Our Ukraine team spent May 6 at the AWS Summit (EXPO XXI) in Warsaw. Here is what we saw, what surprised us, and what we are bringing back.
EXPO XXI is a short ride from the center of Warsaw, and on a May morning you can feel the conference before you see it. The queue outside was long but moving fast. Hoodies, lanyards, laptop bags. The crowd skewed more senior than you might expect at a free regional event.
Our plan was deliberate. Show up early, split the agenda, cover more ground in parallel, regroup over coffee, and most importantly, validate our approach.

Robots & Pencils team members in attendance, from left to right: Stanislav Makar, Rostyslav Volskyi, and Bohdan Popovych.
Agentic AI is the AWS Headline.
The opening keynote made one thing clear. Agentic AI is the organizing thesis for everything AWS is building in 2026.

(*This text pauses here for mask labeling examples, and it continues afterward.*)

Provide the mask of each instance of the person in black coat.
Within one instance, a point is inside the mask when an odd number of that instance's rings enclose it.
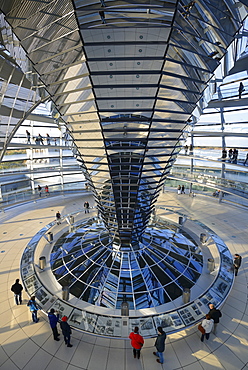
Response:
[[[208,307],[209,307],[208,315],[210,316],[211,319],[214,320],[213,334],[216,334],[217,325],[220,322],[220,317],[222,316],[222,313],[220,312],[220,310],[216,309],[212,303],[210,303]]]
[[[156,361],[159,364],[163,364],[164,363],[163,352],[165,350],[166,333],[163,331],[161,326],[159,326],[157,328],[157,330],[158,330],[158,336],[157,336],[157,339],[156,339],[156,342],[155,342],[155,347],[157,349],[157,352],[153,352],[153,354],[154,354],[154,356],[159,357],[159,359],[157,358]]]
[[[57,322],[59,321],[59,314],[55,315],[54,308],[51,308],[50,312],[48,313],[49,324],[51,326],[53,332],[53,339],[59,341],[59,333],[57,329]]]
[[[70,343],[71,340],[71,327],[67,322],[68,317],[63,316],[62,321],[60,323],[60,327],[64,336],[65,344],[67,344],[67,347],[72,347],[72,344]]]
[[[241,262],[242,262],[242,257],[239,254],[235,254],[234,255],[234,260],[233,260],[233,267],[234,267],[235,276],[238,275],[238,270],[241,266]]]
[[[19,279],[16,279],[15,284],[13,284],[11,287],[11,292],[13,292],[15,295],[15,301],[17,305],[22,304],[22,291],[23,286],[19,283]]]

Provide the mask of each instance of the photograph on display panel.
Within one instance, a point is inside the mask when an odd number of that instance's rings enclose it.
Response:
[[[52,307],[55,311],[59,313],[60,318],[63,316],[69,317],[73,307],[69,306],[66,302],[61,301],[60,299],[57,299],[53,304]]]
[[[184,327],[184,323],[177,312],[155,316],[154,322],[156,328],[161,326],[165,332]]]
[[[29,276],[23,281],[25,288],[29,295],[34,295],[35,292],[41,287],[40,281],[37,279],[36,275]]]
[[[121,317],[98,316],[96,334],[121,337]]]

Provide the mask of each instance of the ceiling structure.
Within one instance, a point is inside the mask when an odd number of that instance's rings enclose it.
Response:
[[[17,121],[51,97],[105,226],[123,249],[137,246],[246,5],[0,1],[3,149]]]

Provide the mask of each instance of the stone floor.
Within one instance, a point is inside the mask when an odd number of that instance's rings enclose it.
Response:
[[[87,198],[91,204],[91,197]],[[154,339],[146,340],[141,359],[132,356],[129,340],[96,338],[73,331],[72,348],[52,338],[47,317],[32,323],[24,293],[21,306],[10,291],[20,277],[22,251],[31,237],[60,210],[62,215],[83,209],[86,196],[57,196],[39,199],[0,214],[0,369],[1,370],[210,370],[248,369],[248,215],[246,210],[218,204],[216,199],[166,192],[159,204],[202,221],[215,231],[243,263],[232,292],[222,307],[217,336],[202,343],[196,327],[169,335],[165,363],[153,356]]]

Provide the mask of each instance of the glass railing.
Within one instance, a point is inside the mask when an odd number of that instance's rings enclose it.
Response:
[[[49,194],[45,192],[44,187],[41,190],[41,196],[37,189],[19,189],[9,193],[2,194],[0,207],[3,209],[6,205],[22,203],[29,200],[41,199],[46,196],[63,194],[70,191],[88,191],[86,181],[76,181],[66,184],[49,185]]]

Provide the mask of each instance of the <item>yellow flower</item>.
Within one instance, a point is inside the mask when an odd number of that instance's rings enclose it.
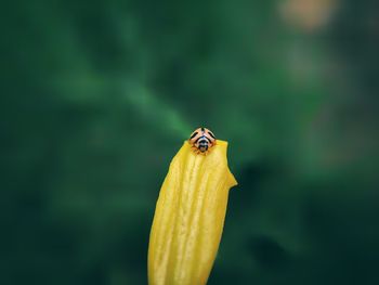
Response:
[[[228,190],[237,181],[227,167],[227,142],[207,156],[187,141],[172,159],[160,189],[148,246],[151,285],[206,284],[225,219]]]

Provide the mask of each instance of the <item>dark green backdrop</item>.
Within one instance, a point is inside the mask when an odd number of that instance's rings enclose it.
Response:
[[[209,284],[379,284],[378,1],[2,1],[0,284],[146,283],[170,159],[230,142]]]

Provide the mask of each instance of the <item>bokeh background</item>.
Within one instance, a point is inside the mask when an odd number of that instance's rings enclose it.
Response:
[[[2,1],[0,284],[146,284],[191,131],[230,142],[209,284],[379,284],[378,1]]]

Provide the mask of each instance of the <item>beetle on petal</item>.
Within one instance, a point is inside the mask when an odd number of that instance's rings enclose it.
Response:
[[[215,145],[215,137],[207,128],[197,128],[191,134],[188,142],[195,153],[207,155],[209,150]]]

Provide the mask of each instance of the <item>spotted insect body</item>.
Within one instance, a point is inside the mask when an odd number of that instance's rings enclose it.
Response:
[[[209,150],[215,145],[215,137],[209,129],[198,128],[191,134],[188,142],[195,153],[207,155]]]

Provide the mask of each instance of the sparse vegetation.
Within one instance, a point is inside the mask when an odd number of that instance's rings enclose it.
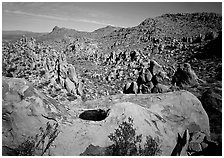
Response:
[[[45,129],[41,127],[39,134],[35,137],[28,137],[14,151],[17,156],[43,156],[47,153],[58,134],[58,124],[51,125],[47,122]],[[50,156],[50,153],[47,153],[47,155]]]
[[[136,135],[136,129],[133,127],[133,119],[128,118],[119,128],[109,136],[113,145],[106,149],[105,155],[111,156],[154,156],[160,153],[158,138],[146,137],[146,143],[141,147],[142,135]]]

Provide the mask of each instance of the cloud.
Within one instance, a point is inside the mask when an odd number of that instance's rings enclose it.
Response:
[[[60,20],[60,21],[75,21],[75,22],[85,22],[85,23],[92,23],[92,24],[98,24],[98,25],[111,25],[113,24],[95,21],[95,20],[89,20],[89,19],[73,19],[73,18],[62,18],[58,16],[52,16],[52,15],[43,15],[43,14],[34,14],[34,13],[28,13],[23,12],[19,10],[11,11],[11,10],[4,10],[5,13],[11,13],[11,14],[17,14],[17,15],[26,15],[26,16],[33,16],[33,17],[39,17],[39,18],[46,18],[46,19],[52,19],[52,20]]]

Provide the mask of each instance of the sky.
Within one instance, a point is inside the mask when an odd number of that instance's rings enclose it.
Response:
[[[94,31],[133,27],[165,13],[215,12],[221,2],[2,2],[2,29],[50,32],[54,26]]]

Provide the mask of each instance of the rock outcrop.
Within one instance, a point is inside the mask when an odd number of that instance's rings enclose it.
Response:
[[[147,135],[159,137],[161,155],[171,155],[177,143],[177,133],[182,135],[186,129],[190,134],[195,130],[207,136],[210,134],[206,112],[200,101],[187,91],[115,95],[86,102],[85,106],[90,108],[89,111],[96,107],[110,110],[102,121],[77,119],[74,126],[63,126],[63,132],[55,141],[56,148],[52,149],[54,155],[79,155],[87,149],[91,155],[90,146],[102,151],[112,143],[108,135],[128,117],[133,118],[137,134],[142,134],[144,139]],[[186,155],[186,151],[182,153]]]

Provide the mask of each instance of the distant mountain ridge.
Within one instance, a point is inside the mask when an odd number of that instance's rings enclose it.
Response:
[[[106,26],[93,32],[77,31],[75,29],[55,26],[50,33],[33,33],[26,31],[3,31],[3,39],[16,38],[21,34],[34,35],[40,41],[60,41],[77,38],[110,40],[130,40],[136,42],[141,37],[152,36],[162,38],[165,36],[182,38],[191,37],[207,32],[222,30],[222,16],[217,13],[177,13],[163,14],[155,18],[147,18],[139,25],[122,28]],[[13,37],[14,36],[14,37]]]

Three names anchored the story. Kiro, the agentic IDE that got a fresh push at re:Invent 2025, featured prominently with its spec-driven development model, sequenced task generation, and agents that produce tests alongside code. Nova 2, the model powering more of the AWS AI surface, continues its region-by-region rollout. AWS Transform, their modernization platform for mainframe, VMware, and .NET workloads, framed as the agentic path into enterprise legacy systems.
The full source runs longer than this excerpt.